As lawns turn brown and winter settles in, it’s time to seed. Really? Time to seed when there is literally no chance of sprouting? Absolutely!
Perhaps the best way to explain seeding in early winter is that there are 3 reasonable times to seed a cool season lawn – 1. Late summer (generally considered best), mid-April when soil temperatures reach 50 degrees and 3. Late fall/early winter. Late summer is preferred because conditions are commonly ideal: warm soils, consistent rainfall and 8-10 weeks of a good future growing environment for establishment.
Each of the latter two timeframes have advantages and disadvantages. The advantage of early winter seeding is that the soil is usually dry enough to work and late enough that the seed can be put in contact with the soil, then allowed to rest in place until the warm rays of sunshine in April coax them into germination. April soils are often too wet to work, so thus the main disadvantage. The disadvantage of early winter seeding is that seeds sometimes dry out and fail to be viable in spring, resulting in a waste of time and money.

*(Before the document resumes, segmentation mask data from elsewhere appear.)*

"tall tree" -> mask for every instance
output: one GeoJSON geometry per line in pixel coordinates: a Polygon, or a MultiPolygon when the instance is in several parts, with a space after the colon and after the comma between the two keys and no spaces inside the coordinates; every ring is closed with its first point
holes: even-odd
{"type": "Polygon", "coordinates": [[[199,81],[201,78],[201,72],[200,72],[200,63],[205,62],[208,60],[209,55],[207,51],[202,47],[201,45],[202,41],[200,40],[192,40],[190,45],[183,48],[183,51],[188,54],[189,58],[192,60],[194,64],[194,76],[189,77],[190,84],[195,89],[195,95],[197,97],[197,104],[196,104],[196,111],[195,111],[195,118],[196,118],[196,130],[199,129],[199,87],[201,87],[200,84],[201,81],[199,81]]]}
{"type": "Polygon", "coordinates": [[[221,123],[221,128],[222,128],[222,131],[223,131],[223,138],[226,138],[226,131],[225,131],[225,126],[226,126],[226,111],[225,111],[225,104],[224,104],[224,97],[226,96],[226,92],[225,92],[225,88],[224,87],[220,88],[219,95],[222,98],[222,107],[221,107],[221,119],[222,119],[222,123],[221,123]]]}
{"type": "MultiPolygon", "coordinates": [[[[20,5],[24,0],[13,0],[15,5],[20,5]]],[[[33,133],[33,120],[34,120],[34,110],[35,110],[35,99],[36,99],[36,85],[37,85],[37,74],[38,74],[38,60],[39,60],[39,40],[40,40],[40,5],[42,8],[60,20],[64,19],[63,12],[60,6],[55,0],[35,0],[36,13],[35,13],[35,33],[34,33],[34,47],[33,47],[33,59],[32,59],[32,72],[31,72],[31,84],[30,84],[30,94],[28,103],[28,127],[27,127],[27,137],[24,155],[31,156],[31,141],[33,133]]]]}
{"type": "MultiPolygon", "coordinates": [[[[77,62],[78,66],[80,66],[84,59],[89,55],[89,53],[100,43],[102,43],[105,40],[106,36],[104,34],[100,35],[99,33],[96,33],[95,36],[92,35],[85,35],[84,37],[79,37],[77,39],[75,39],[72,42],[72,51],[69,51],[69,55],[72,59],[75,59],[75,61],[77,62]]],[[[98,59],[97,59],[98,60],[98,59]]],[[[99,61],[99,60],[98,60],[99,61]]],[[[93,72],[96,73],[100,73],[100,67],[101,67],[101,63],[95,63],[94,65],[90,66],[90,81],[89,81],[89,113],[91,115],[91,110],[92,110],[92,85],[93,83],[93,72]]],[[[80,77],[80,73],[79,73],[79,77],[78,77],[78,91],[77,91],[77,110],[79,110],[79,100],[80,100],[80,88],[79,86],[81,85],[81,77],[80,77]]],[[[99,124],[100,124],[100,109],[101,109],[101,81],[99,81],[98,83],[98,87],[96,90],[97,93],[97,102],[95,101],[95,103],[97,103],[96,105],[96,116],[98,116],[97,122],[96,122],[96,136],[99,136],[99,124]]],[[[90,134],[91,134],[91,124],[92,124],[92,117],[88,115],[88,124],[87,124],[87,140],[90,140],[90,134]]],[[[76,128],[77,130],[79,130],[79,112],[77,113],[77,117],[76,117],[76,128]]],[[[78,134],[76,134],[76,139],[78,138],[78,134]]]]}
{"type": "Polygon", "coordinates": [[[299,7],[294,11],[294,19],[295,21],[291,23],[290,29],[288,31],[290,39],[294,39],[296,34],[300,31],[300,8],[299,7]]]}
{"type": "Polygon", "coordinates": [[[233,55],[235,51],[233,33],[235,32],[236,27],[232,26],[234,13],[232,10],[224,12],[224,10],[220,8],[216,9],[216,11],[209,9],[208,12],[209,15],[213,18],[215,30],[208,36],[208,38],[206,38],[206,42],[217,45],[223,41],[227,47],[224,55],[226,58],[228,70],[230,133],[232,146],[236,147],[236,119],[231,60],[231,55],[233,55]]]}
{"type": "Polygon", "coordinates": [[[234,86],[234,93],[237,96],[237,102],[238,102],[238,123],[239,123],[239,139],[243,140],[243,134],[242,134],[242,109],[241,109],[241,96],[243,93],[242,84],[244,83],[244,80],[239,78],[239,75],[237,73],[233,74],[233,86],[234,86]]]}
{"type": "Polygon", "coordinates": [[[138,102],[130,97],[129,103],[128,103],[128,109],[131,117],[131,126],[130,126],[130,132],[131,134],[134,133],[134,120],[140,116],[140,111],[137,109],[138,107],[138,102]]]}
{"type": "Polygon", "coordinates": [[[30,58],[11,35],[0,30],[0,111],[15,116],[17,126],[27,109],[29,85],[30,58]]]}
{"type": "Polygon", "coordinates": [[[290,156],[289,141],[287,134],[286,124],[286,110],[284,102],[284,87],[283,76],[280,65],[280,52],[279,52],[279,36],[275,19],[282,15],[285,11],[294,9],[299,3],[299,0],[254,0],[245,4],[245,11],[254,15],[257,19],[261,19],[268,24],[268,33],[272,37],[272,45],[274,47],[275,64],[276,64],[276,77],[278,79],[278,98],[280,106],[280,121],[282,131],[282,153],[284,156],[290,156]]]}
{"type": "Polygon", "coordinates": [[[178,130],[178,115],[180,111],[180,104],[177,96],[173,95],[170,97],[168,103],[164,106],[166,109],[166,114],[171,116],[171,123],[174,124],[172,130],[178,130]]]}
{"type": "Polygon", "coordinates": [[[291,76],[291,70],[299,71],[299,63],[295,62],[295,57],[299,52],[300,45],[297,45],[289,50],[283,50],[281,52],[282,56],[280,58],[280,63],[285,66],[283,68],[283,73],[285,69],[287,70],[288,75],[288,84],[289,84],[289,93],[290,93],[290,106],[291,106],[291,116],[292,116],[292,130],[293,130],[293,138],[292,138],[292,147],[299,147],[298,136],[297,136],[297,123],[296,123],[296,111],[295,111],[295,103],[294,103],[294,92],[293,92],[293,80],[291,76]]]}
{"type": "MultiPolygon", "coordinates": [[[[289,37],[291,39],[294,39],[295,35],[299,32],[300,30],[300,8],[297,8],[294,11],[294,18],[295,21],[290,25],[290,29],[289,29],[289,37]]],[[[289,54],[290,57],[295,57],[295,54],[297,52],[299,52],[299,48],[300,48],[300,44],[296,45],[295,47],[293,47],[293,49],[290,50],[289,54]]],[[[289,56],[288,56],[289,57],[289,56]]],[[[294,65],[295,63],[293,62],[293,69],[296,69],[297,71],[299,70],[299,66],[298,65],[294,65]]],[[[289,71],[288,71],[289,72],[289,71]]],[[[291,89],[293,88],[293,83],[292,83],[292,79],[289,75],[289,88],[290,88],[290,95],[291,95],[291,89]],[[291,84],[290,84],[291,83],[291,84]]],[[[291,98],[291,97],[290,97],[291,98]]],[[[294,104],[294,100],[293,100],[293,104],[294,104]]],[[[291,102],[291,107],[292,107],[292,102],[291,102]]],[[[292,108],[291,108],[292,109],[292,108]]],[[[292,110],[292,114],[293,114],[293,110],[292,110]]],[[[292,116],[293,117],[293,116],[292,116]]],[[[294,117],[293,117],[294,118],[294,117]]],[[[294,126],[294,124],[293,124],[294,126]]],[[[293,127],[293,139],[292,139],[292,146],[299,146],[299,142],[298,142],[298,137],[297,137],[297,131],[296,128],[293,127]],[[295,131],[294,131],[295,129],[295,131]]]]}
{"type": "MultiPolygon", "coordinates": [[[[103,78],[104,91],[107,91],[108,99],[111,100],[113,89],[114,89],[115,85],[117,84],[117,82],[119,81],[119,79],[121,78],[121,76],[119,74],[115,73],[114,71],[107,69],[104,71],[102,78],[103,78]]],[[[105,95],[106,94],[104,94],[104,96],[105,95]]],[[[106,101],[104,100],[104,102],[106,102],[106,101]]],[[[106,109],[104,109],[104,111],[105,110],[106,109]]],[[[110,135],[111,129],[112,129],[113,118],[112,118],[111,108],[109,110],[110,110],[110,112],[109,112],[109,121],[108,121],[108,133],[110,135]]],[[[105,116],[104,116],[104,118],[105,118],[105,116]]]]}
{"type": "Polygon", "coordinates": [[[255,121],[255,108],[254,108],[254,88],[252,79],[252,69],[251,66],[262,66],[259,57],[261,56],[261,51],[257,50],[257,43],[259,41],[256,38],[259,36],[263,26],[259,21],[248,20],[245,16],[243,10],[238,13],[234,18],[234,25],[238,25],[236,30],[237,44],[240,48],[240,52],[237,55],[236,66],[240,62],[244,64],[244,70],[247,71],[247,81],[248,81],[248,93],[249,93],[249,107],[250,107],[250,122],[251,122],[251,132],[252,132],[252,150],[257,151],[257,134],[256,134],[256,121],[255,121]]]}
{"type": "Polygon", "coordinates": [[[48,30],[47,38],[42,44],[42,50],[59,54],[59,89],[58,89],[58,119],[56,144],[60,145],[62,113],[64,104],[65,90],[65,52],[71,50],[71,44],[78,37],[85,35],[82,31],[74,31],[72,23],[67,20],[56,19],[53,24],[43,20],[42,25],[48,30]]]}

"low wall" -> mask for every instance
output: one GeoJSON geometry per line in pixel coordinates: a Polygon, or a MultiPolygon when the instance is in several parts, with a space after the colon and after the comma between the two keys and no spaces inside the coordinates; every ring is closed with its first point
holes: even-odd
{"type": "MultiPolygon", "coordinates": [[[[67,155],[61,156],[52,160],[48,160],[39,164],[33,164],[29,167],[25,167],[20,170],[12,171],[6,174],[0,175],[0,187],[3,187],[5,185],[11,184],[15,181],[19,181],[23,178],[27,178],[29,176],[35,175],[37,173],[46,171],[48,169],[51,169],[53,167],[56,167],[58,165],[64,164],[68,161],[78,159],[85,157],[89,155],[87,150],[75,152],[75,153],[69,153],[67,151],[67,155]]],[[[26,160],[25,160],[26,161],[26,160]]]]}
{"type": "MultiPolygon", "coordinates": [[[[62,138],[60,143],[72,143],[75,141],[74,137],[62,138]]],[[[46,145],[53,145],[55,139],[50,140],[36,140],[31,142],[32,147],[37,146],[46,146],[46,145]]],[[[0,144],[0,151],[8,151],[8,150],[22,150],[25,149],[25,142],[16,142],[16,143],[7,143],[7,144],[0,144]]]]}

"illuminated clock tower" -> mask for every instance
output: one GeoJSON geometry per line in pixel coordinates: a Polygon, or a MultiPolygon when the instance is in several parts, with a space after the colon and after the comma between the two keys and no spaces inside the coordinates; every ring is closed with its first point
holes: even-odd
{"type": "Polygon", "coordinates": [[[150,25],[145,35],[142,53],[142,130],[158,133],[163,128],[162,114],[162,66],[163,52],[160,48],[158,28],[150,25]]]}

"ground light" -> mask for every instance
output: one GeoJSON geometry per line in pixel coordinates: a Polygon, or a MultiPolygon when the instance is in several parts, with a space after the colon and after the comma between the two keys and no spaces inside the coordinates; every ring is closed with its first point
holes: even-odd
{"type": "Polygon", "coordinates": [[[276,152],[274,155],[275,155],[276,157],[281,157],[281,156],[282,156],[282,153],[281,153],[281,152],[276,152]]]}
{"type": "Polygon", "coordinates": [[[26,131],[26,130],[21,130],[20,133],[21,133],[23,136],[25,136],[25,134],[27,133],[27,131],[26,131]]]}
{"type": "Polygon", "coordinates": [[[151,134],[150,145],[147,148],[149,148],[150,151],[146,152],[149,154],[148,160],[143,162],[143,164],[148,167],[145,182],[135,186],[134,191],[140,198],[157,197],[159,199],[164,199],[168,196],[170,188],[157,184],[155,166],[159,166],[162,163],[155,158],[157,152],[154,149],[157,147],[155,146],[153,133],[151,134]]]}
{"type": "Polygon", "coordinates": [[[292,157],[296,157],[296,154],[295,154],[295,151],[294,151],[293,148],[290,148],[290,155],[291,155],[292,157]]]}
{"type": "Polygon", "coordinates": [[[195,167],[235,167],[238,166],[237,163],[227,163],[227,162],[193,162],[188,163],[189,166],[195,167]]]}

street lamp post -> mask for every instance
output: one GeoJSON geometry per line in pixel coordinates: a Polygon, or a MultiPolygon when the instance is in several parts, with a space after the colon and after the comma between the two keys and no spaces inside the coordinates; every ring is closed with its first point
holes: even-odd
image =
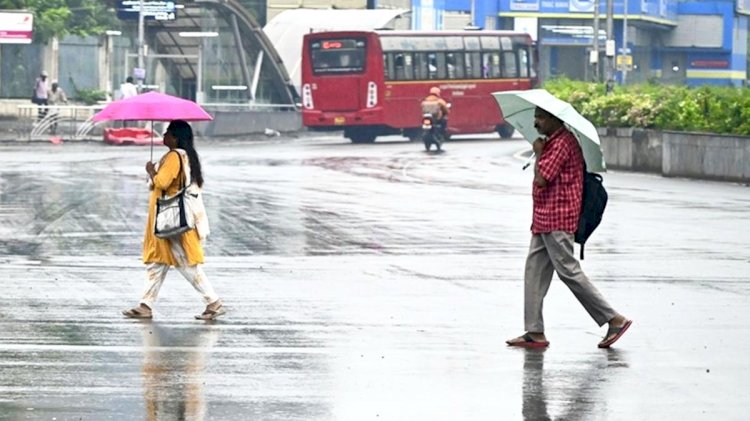
{"type": "Polygon", "coordinates": [[[180,32],[179,35],[184,38],[200,38],[198,42],[198,64],[195,71],[195,102],[203,103],[203,39],[215,38],[219,36],[218,32],[180,32]]]}
{"type": "Polygon", "coordinates": [[[594,51],[591,52],[589,61],[594,65],[594,82],[599,83],[599,0],[594,0],[594,51]]]}

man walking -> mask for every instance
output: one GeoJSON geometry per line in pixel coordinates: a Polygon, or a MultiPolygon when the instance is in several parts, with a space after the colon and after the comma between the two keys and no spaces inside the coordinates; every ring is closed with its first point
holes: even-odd
{"type": "Polygon", "coordinates": [[[47,71],[42,70],[34,82],[34,103],[39,106],[37,109],[37,121],[41,121],[47,115],[48,94],[47,71]]]}
{"type": "Polygon", "coordinates": [[[617,313],[581,270],[573,253],[573,234],[578,228],[583,197],[583,153],[563,122],[537,107],[534,128],[546,139],[534,141],[534,214],[531,244],[524,276],[524,323],[526,333],[506,341],[509,346],[544,348],[542,307],[553,272],[570,288],[599,325],[609,324],[599,348],[608,348],[632,321],[617,313]]]}

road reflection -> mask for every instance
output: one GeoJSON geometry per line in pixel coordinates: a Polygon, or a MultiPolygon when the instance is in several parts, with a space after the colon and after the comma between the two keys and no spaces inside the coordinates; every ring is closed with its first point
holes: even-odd
{"type": "Polygon", "coordinates": [[[527,349],[523,358],[523,406],[525,421],[548,421],[547,393],[544,386],[544,352],[546,349],[527,349]]]}
{"type": "Polygon", "coordinates": [[[208,419],[205,367],[219,332],[210,325],[181,328],[142,323],[146,420],[208,419]]]}
{"type": "Polygon", "coordinates": [[[544,368],[546,349],[524,350],[521,413],[524,421],[595,419],[606,405],[606,384],[619,370],[628,367],[624,354],[607,349],[582,355],[582,360],[565,362],[562,370],[544,368]],[[584,360],[585,359],[585,360],[584,360]],[[571,369],[571,367],[573,369],[571,369]],[[550,407],[562,412],[550,416],[550,407]],[[593,417],[593,418],[592,418],[593,417]]]}

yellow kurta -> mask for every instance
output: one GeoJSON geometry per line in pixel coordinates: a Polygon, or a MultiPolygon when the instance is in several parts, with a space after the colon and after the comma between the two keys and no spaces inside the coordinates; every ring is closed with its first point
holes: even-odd
{"type": "MultiPolygon", "coordinates": [[[[182,165],[189,165],[188,160],[183,160],[182,165]]],[[[143,263],[165,263],[172,266],[176,261],[172,256],[169,241],[157,238],[154,235],[154,219],[156,213],[156,199],[166,191],[168,196],[180,190],[180,155],[169,151],[161,157],[159,170],[154,176],[154,188],[148,199],[148,218],[146,220],[146,232],[143,236],[143,263]]],[[[195,229],[182,234],[180,240],[185,250],[190,266],[203,263],[203,247],[201,246],[198,232],[195,229]]]]}

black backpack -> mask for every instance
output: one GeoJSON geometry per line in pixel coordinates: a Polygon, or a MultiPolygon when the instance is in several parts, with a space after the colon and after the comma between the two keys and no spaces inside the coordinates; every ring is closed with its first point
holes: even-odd
{"type": "Polygon", "coordinates": [[[607,207],[607,190],[604,189],[602,181],[601,175],[588,172],[586,164],[583,164],[583,200],[578,230],[575,233],[575,242],[581,245],[581,260],[586,240],[602,222],[604,208],[607,207]]]}

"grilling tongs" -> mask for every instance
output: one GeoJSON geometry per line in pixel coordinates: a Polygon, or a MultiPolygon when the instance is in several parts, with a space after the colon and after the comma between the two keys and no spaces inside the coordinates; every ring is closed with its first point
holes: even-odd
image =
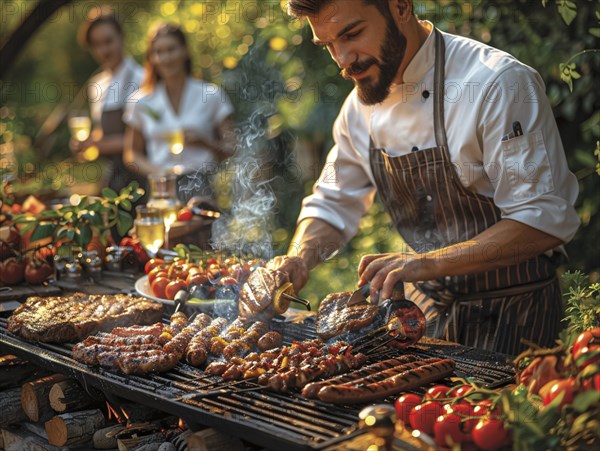
{"type": "Polygon", "coordinates": [[[307,299],[296,296],[292,282],[286,282],[277,289],[273,296],[275,313],[278,315],[285,313],[290,308],[290,302],[302,304],[306,307],[306,310],[310,311],[310,302],[307,299]]]}

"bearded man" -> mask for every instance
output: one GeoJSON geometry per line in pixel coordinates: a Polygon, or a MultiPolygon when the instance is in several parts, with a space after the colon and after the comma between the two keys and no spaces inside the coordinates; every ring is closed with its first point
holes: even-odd
{"type": "Polygon", "coordinates": [[[377,192],[407,246],[362,258],[359,286],[369,282],[373,299],[403,283],[427,335],[510,354],[521,338],[551,345],[578,184],[539,74],[419,20],[412,1],[289,0],[289,12],[355,89],[327,173],[274,264],[299,290],[377,192]]]}

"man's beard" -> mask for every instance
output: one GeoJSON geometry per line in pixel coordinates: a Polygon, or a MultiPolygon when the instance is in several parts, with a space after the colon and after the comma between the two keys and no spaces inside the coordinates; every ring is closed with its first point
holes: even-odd
{"type": "Polygon", "coordinates": [[[383,102],[390,93],[390,86],[396,77],[400,63],[406,52],[406,37],[400,33],[395,23],[388,21],[385,40],[381,45],[381,63],[375,58],[357,61],[347,69],[342,69],[341,74],[346,80],[352,80],[352,75],[368,70],[371,66],[379,67],[379,79],[373,77],[356,80],[358,97],[366,105],[375,105],[383,102]]]}

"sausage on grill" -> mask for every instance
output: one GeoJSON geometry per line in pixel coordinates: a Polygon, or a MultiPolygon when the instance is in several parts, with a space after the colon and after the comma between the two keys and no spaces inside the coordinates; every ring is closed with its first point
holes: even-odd
{"type": "Polygon", "coordinates": [[[279,332],[267,332],[258,340],[258,349],[267,351],[269,349],[278,348],[283,344],[283,337],[279,332]]]}
{"type": "Polygon", "coordinates": [[[322,401],[334,404],[372,402],[401,391],[410,390],[417,386],[443,379],[452,374],[454,367],[455,363],[453,360],[443,359],[406,370],[400,374],[368,385],[329,385],[319,391],[318,397],[322,401]]]}

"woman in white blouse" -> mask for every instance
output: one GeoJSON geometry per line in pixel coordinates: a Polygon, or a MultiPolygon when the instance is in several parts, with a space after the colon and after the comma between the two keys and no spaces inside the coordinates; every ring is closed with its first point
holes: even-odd
{"type": "Polygon", "coordinates": [[[193,78],[191,68],[181,29],[160,25],[151,34],[140,98],[124,116],[125,162],[140,175],[214,173],[232,151],[231,102],[216,85],[193,78]]]}

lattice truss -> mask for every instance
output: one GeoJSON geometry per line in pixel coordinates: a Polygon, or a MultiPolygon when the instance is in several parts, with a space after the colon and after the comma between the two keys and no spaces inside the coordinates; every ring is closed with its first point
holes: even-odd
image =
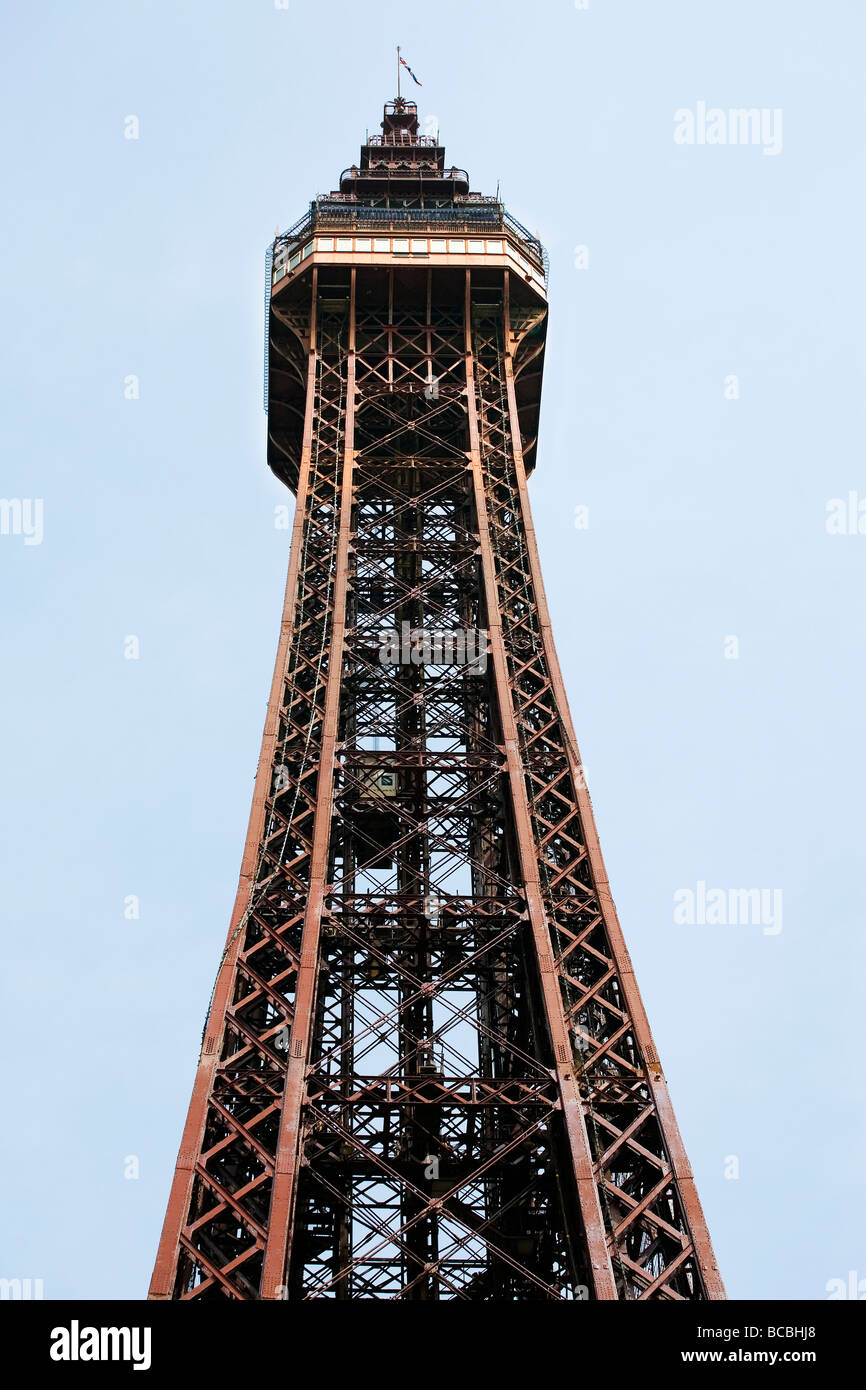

The enthusiasm of the lawn care provider is often high for spring seedings, however, the up and down, cool, overly moist growing conditions often result in a thin stand. As well, once May rolls around, the warm season annual weeds such as foxtail and crabgrass can overtake new turfgrass seedlings.
So, if you find your lawn a little thin, you might want to try seeding now. Recent UNL research indicates that it’s just as, if not more reliable than spring seeding.